Clinical Abstracts-With Comments from Adriane Fugh-Berman, MD
Clinical Abstracts-With Comments from Adriane Fugh-Berman, MD
Vitamin E and Hot Flashes
December 1999; Volume 1: 103-104
Source: Barton DL, et al. Prospective evaluation of vitamin E for hot flashes in breast cancer survivors. J Clin Oncol 1998;16: 495-500.
Design and Setting: Randomized, placebo-controlled crossover study, conducted by the North Central Cancer Treatment Group. Daily diary questionnaires were used to assess hot flash severity and frequency as well as selected side effects (headache, nausea, and fatigue). Diaries were kept for one week prior to treatment in order to establish a baseline. Women were evaluated by oncology nurses either in person or by telephone every two weeks.

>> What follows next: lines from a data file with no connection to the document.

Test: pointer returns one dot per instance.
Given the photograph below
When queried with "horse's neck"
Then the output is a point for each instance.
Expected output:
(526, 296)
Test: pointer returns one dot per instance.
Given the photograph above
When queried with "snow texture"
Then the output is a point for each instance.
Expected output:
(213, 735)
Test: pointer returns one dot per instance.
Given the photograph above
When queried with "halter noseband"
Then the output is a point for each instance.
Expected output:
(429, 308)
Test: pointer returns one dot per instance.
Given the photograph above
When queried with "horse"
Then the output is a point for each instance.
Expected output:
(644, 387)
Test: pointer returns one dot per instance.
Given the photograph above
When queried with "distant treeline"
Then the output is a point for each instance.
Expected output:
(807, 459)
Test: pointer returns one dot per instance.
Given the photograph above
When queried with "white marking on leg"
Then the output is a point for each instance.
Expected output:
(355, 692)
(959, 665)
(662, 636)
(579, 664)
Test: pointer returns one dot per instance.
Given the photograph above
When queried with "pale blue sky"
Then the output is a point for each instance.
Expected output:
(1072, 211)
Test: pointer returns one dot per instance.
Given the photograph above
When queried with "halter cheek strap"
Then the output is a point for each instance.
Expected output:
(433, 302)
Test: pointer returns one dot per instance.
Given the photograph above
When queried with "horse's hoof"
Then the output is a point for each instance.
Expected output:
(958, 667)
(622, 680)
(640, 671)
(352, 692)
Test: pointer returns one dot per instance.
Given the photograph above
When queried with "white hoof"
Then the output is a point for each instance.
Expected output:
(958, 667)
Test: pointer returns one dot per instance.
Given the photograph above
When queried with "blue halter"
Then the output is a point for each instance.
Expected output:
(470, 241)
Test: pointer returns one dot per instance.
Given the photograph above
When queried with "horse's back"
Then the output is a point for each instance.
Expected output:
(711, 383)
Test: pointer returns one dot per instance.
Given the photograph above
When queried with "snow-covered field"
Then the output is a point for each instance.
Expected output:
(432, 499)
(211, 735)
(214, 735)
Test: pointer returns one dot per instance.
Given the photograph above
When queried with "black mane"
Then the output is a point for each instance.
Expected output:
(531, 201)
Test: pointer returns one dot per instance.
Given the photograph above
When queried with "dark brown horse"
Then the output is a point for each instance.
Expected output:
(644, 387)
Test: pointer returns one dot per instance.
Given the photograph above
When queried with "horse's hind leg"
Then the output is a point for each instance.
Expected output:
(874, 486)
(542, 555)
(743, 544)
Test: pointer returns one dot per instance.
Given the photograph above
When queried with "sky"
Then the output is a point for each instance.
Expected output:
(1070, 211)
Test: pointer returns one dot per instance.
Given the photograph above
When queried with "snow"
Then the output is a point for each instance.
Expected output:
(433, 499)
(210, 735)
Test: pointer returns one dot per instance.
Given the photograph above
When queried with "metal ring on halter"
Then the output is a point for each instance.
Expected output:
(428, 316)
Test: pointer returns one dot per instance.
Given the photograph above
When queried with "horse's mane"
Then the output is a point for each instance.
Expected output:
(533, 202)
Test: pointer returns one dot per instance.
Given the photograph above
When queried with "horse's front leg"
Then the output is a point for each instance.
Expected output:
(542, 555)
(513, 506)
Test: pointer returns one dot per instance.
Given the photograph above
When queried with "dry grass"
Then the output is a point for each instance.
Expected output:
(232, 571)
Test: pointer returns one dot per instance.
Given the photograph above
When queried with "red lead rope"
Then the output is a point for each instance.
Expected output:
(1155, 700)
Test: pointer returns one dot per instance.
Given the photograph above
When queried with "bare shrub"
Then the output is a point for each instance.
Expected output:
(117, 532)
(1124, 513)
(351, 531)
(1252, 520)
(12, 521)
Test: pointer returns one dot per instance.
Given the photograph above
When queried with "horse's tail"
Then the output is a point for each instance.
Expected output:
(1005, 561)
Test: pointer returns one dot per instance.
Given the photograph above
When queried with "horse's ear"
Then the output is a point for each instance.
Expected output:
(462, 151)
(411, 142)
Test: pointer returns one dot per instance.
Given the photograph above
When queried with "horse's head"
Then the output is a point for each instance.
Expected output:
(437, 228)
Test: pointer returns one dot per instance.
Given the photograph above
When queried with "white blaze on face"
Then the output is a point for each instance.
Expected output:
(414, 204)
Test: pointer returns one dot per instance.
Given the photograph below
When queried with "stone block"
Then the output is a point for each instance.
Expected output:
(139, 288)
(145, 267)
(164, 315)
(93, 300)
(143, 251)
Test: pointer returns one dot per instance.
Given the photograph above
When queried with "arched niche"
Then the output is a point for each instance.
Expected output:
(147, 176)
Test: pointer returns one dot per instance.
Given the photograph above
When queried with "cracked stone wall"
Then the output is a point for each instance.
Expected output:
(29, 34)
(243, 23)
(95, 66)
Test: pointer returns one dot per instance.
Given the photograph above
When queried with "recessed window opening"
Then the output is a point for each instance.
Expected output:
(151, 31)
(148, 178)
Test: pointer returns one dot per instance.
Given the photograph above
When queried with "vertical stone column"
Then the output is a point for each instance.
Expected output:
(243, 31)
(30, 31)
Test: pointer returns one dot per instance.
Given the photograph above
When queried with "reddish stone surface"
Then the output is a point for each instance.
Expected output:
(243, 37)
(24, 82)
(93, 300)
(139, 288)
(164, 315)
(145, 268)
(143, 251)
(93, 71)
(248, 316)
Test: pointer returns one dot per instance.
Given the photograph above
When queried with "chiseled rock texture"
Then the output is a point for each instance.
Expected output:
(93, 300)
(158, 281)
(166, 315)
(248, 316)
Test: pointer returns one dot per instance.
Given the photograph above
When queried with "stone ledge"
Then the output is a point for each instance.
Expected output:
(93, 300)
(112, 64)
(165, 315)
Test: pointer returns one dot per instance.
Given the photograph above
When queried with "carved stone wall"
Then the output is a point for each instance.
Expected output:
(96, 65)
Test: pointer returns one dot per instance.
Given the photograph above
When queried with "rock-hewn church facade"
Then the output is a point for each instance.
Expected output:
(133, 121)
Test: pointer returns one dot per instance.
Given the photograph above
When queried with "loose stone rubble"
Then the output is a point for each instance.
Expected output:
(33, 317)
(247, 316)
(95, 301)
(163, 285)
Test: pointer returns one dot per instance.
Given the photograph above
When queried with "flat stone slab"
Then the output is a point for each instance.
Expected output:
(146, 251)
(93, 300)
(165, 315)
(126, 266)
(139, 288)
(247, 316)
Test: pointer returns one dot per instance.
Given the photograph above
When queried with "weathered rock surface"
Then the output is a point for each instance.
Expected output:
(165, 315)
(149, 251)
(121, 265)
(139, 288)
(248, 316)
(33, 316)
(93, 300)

Subjects: One hundred twenty-five women over the age of 18 years with a history of breast cancer and at least 14 hot flashes per week were enrolled. Women who took more than two multivitamin tablets per day or > 60 IU of vitamin E daily were excluded; also excluded were women receiving treatment for hot flashes. Women were stratified by age, current tamoxifen use, duration of hot flashes, average frequency of hot flashes, and current multivitamin use.
Treatment/Dose/Route/Duration: Patients received four weeks of vitamin E (400 IU of vitamin E succinate bid), followed by four weeks of placebo (or vice versa).
Outcome Measures: Mean daily hot flash frequency, mean daily hot flash severity, and mean daily hot flash score (frequency times average severity) and side effects as recorded on daily diaries.
Results: One hundred twenty patients were assessable for toxicity; 104 patients finished all nine weeks. After four weeks of therapy, there were no significant differences between the two groups. The frequency of hot flashes decreased 22% with placebo and 25% with vitamin E (an average decrease of about 1.6 hot flashes per day to a level of 4.7 hot flashes daily). The hot flash score decreased by 20% with placebo and 28% with vitamin E. There was a statistically significant effect on overall intrapatient values for hot flash score and hot flash frequency (by Wilcoxon’s signed rank P values; tests for a carryover effect were negative). When asked which therapy they preferred, 32% of subjects preferred vitamin E; 29% preferred placebo; and 38% had no preference. Vitamin E did not appear to increase the incidence of headache, fatigue, or other side effects.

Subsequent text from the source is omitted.